“She’s been in the headlines for days,” Mum announces with pride. (I think I already told you that she’s proud of all the media attention?) She thinks you deserve to be on everybody’s front page and topping the bill on the news, not because of your story but because everyone should know all about you. They should be told about your kindness, your warmth, your talent, your beauty. For Mum it’s not “Stop the clocks” but “Run the presses!” “Turn on the TV,” “Look at my wonderful daughter!”
“Beatrice?”
My vision is blurring. I can just hear Mum’s voice. “Are you all right …? Poppet …?”
The anxiety in her voice jolts me back into full consciousness. I see the worry on her face and hate to be the cause of it, but the waiter is still clearing the next table, so it can’t have been for long.
“I’m fine. Shouldn’t have had wine, that’s all; it makes me woozy at lunchtime.”
Outside the restaurant I promise to come and see her at the weekend and reassure her that I’ll phone her this evening, as I do every evening. In the bright spring sunshine we hug good-bye and I watch her walk away. Among the shining hair and brisk walk of office workers returning from lunch breaks, Mum’s nonreflective gray hair stands out for its dullness, her walk uncertain. She seems weighted down by her grief, physically stooping as if not strong enough to bear it. As I watch her among the crowd, she reminds me of a tiny dinghy in an enormous sea, impossibly still afloat.
There’s a limit to how much I can ask her in one wallop. But you want to know if Xavier is buried with you. Of course he is, Tess. Of course he is. In your arms.
7
Mr. Wright reminds me where we’d got to.
“Then you went to Hyde Park?”
I went through the open wrought-iron gates. The cold and the snow were so like the day you were found that I felt time pulling me back through the previous six days to that afternoon. I started walking toward the derelict toilets building, pushing my gloveless hand deep into the pocket of my coat. I saw young children building a snowman with energetic earnestness, a mother watching and stamping her feet to keep warm. She called to them to finish now. The children and their snowman were the only things to be different; perhaps that was why I focused on them, or maybe it was their ignorance and innocence of what had happened here that meant I wanted to watch them.

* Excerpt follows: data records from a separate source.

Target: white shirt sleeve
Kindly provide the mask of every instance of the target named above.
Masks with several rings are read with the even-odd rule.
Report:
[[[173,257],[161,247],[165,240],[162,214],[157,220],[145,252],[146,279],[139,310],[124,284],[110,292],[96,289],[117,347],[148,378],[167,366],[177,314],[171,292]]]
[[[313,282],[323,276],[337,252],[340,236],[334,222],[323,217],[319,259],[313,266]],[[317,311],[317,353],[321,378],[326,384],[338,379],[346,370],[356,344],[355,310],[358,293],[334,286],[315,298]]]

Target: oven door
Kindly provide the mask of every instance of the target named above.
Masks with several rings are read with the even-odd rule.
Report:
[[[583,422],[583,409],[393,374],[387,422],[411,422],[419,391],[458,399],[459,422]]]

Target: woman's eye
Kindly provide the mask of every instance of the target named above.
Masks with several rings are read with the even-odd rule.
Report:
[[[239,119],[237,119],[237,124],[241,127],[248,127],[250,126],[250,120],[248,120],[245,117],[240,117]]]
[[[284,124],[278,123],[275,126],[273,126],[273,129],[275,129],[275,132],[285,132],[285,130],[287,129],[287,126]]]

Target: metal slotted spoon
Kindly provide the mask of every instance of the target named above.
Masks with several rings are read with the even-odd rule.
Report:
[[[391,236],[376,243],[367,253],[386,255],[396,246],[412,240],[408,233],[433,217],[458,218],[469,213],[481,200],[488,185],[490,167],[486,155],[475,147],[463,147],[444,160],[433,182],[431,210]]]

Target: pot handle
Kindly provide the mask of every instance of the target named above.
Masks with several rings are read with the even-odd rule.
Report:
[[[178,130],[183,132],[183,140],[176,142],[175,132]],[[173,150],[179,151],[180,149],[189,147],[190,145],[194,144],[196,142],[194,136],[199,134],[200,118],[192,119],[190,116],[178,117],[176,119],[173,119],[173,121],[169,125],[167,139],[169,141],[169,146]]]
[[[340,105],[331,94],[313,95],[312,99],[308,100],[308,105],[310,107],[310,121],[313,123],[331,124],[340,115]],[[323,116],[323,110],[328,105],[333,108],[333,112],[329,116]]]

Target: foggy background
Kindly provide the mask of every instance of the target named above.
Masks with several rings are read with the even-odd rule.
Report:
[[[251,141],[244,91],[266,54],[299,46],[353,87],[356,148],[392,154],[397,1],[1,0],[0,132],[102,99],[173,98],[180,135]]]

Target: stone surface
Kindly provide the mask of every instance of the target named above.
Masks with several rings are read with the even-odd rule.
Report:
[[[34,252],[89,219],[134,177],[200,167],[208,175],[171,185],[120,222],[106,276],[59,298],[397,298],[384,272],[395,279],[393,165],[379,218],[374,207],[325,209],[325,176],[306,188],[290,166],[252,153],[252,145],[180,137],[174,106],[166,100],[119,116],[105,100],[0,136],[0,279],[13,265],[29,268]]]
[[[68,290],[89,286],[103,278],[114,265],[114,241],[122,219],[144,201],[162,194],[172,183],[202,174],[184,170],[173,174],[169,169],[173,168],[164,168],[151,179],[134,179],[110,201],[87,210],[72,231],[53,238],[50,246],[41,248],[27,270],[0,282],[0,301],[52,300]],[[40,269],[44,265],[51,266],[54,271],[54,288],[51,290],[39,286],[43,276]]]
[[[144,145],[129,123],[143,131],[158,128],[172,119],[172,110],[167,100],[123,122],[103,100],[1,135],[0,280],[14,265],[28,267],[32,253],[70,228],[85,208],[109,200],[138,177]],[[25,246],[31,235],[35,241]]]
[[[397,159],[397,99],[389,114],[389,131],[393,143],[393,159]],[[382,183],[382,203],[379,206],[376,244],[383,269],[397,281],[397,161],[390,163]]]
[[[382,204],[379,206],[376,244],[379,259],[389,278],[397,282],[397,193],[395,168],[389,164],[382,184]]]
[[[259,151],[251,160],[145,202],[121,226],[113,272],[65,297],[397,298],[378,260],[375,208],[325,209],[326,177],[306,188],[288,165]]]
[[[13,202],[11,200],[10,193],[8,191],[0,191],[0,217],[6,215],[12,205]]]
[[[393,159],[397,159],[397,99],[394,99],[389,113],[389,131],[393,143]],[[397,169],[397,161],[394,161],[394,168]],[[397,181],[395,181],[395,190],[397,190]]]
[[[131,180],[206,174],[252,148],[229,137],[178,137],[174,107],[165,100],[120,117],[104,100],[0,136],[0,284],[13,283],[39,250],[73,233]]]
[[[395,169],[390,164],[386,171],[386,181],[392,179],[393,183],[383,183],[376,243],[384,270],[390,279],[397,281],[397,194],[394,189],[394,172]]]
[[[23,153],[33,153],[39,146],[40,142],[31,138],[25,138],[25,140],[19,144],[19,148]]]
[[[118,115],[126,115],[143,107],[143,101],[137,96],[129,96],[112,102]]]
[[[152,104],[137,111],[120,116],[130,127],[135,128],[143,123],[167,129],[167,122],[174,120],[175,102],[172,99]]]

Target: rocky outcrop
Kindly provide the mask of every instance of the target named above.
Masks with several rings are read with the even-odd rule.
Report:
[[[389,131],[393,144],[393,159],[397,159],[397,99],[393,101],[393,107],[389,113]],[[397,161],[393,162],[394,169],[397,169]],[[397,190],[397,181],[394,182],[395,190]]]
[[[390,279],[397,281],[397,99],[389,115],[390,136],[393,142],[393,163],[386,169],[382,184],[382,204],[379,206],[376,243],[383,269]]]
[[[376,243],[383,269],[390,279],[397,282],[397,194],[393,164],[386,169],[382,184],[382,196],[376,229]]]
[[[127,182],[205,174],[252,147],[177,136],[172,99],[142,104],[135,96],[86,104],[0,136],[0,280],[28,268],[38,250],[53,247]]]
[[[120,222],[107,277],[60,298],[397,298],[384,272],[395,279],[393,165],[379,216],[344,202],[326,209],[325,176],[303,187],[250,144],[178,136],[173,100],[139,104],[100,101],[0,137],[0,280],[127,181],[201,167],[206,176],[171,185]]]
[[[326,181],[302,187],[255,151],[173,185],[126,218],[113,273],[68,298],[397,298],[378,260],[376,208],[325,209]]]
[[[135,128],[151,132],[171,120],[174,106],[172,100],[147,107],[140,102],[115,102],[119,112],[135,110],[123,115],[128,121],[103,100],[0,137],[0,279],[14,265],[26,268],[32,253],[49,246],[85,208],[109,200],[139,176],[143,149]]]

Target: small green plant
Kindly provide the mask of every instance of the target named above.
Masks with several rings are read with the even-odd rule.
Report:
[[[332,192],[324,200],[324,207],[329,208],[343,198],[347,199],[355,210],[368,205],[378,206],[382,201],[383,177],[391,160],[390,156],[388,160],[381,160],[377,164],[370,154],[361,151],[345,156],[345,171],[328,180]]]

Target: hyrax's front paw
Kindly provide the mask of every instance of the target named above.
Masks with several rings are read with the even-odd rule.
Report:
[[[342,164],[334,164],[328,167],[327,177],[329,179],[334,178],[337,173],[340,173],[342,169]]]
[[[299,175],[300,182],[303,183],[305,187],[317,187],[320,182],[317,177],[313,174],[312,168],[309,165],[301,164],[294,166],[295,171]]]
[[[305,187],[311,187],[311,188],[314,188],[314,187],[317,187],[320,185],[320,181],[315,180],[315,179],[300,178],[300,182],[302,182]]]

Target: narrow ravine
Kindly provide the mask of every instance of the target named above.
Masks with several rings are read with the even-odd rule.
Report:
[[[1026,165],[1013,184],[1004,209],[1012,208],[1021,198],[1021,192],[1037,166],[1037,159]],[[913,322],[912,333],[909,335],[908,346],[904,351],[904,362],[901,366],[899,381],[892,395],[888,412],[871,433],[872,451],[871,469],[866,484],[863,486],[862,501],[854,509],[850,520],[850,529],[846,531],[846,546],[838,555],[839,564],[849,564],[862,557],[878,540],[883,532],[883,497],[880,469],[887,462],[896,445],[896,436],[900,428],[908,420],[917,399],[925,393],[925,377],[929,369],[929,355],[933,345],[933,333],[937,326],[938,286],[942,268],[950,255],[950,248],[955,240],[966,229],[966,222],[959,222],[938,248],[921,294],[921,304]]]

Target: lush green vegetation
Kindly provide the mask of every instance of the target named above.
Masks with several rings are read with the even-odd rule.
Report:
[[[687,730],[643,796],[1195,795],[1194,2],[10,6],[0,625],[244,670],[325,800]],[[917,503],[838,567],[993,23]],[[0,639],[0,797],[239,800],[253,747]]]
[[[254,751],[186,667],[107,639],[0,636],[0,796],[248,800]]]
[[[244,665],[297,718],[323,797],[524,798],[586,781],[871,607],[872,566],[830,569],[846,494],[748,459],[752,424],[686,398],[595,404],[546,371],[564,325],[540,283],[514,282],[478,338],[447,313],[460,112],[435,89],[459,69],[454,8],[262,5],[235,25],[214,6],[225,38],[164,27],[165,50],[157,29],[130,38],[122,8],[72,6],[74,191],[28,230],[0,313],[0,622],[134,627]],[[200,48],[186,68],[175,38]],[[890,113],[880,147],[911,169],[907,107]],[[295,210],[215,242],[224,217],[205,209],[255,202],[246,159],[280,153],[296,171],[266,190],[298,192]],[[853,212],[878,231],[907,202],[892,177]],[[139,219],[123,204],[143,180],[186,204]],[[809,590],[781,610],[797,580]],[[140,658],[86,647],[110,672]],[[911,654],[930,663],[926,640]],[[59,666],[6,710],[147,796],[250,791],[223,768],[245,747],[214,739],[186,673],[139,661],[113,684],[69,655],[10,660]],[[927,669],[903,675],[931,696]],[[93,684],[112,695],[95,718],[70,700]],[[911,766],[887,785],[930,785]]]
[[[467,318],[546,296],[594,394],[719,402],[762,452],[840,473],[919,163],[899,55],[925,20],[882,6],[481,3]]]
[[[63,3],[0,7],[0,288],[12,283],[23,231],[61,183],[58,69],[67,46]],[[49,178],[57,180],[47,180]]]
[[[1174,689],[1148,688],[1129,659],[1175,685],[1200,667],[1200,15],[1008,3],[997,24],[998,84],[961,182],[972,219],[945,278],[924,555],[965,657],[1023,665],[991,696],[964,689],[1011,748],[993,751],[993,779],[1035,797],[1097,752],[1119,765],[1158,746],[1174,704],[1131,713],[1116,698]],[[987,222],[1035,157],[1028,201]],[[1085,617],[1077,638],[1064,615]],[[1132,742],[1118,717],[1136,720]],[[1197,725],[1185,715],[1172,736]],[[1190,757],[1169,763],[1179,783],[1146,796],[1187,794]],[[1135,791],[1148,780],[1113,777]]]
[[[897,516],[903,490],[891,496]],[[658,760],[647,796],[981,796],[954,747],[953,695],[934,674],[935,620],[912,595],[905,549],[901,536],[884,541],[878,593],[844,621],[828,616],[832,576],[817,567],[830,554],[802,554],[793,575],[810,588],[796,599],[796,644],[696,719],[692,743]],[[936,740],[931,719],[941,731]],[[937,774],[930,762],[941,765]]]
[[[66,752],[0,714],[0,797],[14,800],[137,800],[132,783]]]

I walked on toward the place you were found, my gloveless hand stinging with cold. I could feel the packed snow beneath the thin soles of my shoes. They were meant not for a snowy park but for a New York lunch party in a different life.
I reached the derelict toilets building, totally unprepared for the bouquets. There were hundreds of them. We’re not talking a Princess Diana ocean of floral grief, but masses, nonetheless. Some were half buried in snow—they must have been there for a few days—others were newer, still pristine in their bouquet cellophane. There were teddy bears too, and for a moment I was perplexed before realizing they were for Xavier. There was a police cordon around the small building, making a neat parcel of the scene of your death with a yellow and black plastic ribbon. I thought it odd that the police should make their presence felt here so long after you’d needed their help. The ribbon and flowers were the only colors in the whiteout park.
I checked that there was no one around, then climbed over the yellow and black ribbon. I didn’t think it strange then that there was no police officer. PC Vernon has since told me that a police officer always has to be present at a crime scene. They have to stand by that cordon, come what may, in all weather. She says she gets desperate for the loo. It’s this, she’s told me, that will end her career as a policewoman rather than being too empathetic. Yes, I’m procrastinating.